Desde que se mudou, nem mesmo no Ano Novo a Família Leão havia ligado para ela.
Nunca imaginou que o convite para voltar viria justamente da pessoa a quem ela mais sentia que devia desculpas.
Winter, um pouco atordoada, respondeu:
— Vou pensar.
E desligou o telefone apressadamente.
Sua mente ainda estava um caos quando o celular tocou novamente.
Ao ver que era outro número desconhecido, Winter recusou a chamada.

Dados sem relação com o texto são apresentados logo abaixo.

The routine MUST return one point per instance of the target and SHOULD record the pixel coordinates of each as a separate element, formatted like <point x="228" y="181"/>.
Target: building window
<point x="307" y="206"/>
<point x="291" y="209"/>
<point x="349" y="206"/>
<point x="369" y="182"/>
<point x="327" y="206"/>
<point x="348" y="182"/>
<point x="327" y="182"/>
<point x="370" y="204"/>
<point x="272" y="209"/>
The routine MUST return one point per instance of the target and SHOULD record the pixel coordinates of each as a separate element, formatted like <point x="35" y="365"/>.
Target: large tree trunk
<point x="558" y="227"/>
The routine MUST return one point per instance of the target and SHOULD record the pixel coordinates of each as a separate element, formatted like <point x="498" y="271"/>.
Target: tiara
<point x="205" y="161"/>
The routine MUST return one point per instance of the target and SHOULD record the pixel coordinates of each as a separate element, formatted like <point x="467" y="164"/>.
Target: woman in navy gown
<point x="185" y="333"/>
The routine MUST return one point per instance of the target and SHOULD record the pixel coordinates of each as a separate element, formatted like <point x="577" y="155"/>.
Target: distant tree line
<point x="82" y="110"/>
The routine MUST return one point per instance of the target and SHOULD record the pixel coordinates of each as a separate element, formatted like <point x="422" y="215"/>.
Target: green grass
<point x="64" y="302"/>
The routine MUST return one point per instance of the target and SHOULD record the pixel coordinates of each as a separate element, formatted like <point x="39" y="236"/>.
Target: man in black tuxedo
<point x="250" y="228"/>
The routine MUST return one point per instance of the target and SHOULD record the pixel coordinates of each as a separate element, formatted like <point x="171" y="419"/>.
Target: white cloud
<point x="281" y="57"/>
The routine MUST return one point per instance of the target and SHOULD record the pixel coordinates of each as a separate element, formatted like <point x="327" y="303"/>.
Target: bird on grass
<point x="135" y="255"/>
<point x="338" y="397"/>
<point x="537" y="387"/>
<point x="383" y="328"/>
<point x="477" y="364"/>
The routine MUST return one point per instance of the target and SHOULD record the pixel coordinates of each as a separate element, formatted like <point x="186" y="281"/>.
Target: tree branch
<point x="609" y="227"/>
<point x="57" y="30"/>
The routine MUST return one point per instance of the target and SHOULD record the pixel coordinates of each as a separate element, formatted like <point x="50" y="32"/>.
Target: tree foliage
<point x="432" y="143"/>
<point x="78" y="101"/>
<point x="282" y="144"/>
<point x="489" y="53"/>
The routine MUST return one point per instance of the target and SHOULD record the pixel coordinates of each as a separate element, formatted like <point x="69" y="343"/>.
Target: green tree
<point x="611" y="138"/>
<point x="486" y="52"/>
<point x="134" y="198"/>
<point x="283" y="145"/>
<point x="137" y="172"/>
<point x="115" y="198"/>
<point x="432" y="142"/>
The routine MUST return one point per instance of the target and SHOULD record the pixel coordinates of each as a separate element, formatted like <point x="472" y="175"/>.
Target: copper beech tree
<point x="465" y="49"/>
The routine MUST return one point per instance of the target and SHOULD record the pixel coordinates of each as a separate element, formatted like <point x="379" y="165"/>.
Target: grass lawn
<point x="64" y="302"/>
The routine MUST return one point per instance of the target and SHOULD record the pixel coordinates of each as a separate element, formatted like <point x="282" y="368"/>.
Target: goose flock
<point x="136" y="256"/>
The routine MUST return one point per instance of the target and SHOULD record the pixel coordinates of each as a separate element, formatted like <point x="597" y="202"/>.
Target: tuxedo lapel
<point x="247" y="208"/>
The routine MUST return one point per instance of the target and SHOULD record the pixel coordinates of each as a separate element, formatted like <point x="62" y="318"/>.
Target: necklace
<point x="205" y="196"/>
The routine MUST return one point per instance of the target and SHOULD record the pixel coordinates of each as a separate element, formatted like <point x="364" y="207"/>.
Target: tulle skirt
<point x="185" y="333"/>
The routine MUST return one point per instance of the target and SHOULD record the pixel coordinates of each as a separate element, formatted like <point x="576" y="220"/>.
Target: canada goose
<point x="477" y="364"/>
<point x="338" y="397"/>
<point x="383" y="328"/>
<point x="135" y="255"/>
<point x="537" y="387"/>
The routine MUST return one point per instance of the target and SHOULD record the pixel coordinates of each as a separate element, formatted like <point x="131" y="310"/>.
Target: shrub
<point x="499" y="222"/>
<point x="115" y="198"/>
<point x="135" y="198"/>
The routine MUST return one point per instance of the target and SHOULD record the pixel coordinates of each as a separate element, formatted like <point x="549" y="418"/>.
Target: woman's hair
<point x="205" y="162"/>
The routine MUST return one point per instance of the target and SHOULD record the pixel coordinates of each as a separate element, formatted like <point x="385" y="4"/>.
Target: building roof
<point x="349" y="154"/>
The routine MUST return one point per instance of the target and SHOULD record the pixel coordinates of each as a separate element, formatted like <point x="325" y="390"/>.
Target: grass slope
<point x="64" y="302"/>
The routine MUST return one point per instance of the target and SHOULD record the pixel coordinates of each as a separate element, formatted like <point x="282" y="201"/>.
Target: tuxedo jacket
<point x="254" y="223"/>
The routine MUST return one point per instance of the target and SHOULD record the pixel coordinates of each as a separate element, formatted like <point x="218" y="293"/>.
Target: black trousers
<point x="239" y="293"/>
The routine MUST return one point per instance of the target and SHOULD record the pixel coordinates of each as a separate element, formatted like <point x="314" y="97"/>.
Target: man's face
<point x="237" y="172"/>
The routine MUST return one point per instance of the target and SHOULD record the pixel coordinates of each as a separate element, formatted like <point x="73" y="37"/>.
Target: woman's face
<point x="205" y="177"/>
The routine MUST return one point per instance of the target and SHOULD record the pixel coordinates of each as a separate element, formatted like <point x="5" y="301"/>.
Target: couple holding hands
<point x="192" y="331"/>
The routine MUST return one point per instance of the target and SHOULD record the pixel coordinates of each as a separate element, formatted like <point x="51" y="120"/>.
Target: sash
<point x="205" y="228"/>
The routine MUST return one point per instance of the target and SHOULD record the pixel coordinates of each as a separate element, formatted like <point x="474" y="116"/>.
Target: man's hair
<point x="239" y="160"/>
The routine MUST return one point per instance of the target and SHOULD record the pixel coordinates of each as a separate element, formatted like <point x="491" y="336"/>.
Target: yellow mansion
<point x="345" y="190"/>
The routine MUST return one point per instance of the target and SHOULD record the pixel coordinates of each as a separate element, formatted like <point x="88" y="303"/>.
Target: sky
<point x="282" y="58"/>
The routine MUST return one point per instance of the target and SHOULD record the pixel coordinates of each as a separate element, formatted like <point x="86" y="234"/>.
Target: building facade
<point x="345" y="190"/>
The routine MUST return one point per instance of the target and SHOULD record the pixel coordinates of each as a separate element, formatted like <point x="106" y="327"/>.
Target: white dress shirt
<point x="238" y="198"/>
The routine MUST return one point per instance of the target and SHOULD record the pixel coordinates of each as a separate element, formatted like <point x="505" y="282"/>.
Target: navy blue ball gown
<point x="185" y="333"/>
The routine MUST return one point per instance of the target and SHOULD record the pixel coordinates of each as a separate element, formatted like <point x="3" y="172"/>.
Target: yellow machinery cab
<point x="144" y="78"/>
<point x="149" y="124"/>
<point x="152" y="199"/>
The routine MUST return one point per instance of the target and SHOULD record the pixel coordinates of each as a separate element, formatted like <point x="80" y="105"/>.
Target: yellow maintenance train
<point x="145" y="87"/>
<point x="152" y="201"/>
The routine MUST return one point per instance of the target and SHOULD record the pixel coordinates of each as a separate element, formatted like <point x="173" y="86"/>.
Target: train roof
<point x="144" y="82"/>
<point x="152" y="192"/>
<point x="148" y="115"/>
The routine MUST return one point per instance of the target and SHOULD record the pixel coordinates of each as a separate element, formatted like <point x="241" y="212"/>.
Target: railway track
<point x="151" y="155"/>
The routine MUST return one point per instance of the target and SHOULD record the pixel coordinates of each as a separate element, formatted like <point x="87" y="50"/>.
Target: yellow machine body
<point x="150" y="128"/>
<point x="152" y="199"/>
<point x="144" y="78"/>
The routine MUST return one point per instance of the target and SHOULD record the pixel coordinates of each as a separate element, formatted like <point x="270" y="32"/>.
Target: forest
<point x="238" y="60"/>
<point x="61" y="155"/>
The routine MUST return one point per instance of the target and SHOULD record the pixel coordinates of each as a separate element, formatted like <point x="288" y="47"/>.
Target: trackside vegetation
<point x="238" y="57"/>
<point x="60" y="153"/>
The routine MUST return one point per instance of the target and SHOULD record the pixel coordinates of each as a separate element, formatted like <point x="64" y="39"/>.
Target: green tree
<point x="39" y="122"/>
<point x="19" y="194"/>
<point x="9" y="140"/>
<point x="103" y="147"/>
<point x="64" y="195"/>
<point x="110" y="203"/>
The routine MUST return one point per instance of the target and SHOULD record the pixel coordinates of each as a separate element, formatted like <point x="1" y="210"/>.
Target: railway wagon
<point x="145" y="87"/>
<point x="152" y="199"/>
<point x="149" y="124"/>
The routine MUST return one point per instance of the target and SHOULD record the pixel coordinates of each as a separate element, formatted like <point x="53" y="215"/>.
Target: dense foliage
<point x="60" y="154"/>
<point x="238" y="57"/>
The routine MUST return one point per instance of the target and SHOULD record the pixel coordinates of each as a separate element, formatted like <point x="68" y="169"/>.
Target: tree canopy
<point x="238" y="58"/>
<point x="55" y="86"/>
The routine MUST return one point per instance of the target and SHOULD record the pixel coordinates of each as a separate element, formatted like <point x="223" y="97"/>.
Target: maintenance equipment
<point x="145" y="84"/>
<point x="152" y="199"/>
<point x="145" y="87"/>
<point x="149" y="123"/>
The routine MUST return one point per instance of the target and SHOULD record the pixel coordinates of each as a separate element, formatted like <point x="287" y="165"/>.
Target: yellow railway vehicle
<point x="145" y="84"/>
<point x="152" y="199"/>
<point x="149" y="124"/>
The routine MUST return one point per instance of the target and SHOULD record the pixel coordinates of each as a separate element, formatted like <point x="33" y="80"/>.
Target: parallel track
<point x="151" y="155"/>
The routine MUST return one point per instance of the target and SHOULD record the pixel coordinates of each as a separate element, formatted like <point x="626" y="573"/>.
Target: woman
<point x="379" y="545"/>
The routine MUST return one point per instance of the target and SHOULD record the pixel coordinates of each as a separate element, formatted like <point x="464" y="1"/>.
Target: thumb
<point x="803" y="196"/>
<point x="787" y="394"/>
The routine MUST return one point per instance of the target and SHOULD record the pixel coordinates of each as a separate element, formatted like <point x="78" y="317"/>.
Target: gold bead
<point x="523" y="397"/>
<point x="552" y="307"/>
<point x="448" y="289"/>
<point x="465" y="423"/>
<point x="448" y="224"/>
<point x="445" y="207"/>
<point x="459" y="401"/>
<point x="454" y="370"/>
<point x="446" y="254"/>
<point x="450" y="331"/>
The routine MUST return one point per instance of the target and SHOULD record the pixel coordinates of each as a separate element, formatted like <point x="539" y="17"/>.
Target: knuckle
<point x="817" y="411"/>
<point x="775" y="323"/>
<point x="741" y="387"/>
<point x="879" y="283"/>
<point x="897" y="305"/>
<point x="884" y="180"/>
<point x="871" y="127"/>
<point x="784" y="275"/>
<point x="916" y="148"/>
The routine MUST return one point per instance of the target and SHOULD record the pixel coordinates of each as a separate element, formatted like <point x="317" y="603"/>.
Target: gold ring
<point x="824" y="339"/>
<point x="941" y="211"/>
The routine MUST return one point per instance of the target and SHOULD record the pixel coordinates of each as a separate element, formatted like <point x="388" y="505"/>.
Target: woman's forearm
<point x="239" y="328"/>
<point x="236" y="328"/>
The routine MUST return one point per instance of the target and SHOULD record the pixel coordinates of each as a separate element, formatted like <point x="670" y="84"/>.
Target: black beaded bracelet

Em seguida, uma mensagem chegou.
"Winter, sua crise de loucura ainda não acabou?"
"A família inteira tem tentado te agradar de todas as formas nos últimos dias, você deveria se dar por satisfeita."
"Agora a vovó nem quer mais me ver. Você está feliz? Tudo isso é culpa sua!"
"Eu não imaginava que você fosse tão cruel!"
"O que a Violeta te fez de tão errado? Se você não está satisfeita, eu posso parar de vê-la. O que mais você quer? Eu te dou tudo, está bem?"
Lendo aquelas declarações desconexas, a aversão de Winter por ele só aumentava.
Ela realmente não sabia o que tinha na cabeça antes para não perceber o quão descarado, hipócrita e arrogantemente nojento ele era!
Winter bloqueou o número, sem a menor intenção de responder a Xande.
O que ela não esperava era que seu paradeiro já tivesse sido descoberto.
Ao descer para a garagem, antes mesmo de entrar no carro, uma mão tapou seu nariz por trás, e ela desabou, fraca e sem forças.
Xande virou o rosto dela para si.
Olhando para aquela mulher que o deixava rangendo os dentes de raiva, ele sentiu vontade de esmagar cada osso de seu corpo.
Mas, no fim, não o fez.
Xande colocou Winter no carro e ligou para Ivana.
— Mãe, já a peguei.
— Nos encontramos na Mansão Pérola.
Dito isso, Xande colocou um boné, puxou a máscara e saiu da garagem com Winter.
Assim que Winter partiu, Lídia e o Sr. Chaves chegaram à sua porta.
Quando Winter acordou novamente, o céu lá fora já estava escuro.
Ela se levantou da cama e primeiro apalpou o próprio corpo.
Celular e tudo mais haviam sumido.
Então, foi tatear o interruptor na cabeceira da cama, mas antes que pudesse encontrá-lo, uma voz grave soou como um fantasma:
— O que você está procurando?
Winter deu um pulo de susto.
— Ah!
— Xande?
— Você enlouqueceu?! Foi você que me sequestrou?!
Xande se levantou da poltrona de couro, sua silhueta emergindo gradualmente na escuridão, e caminhou em direção a Winter.
Ao chegar ao lado da cama, ele se inclinou e tocou o rosto dela.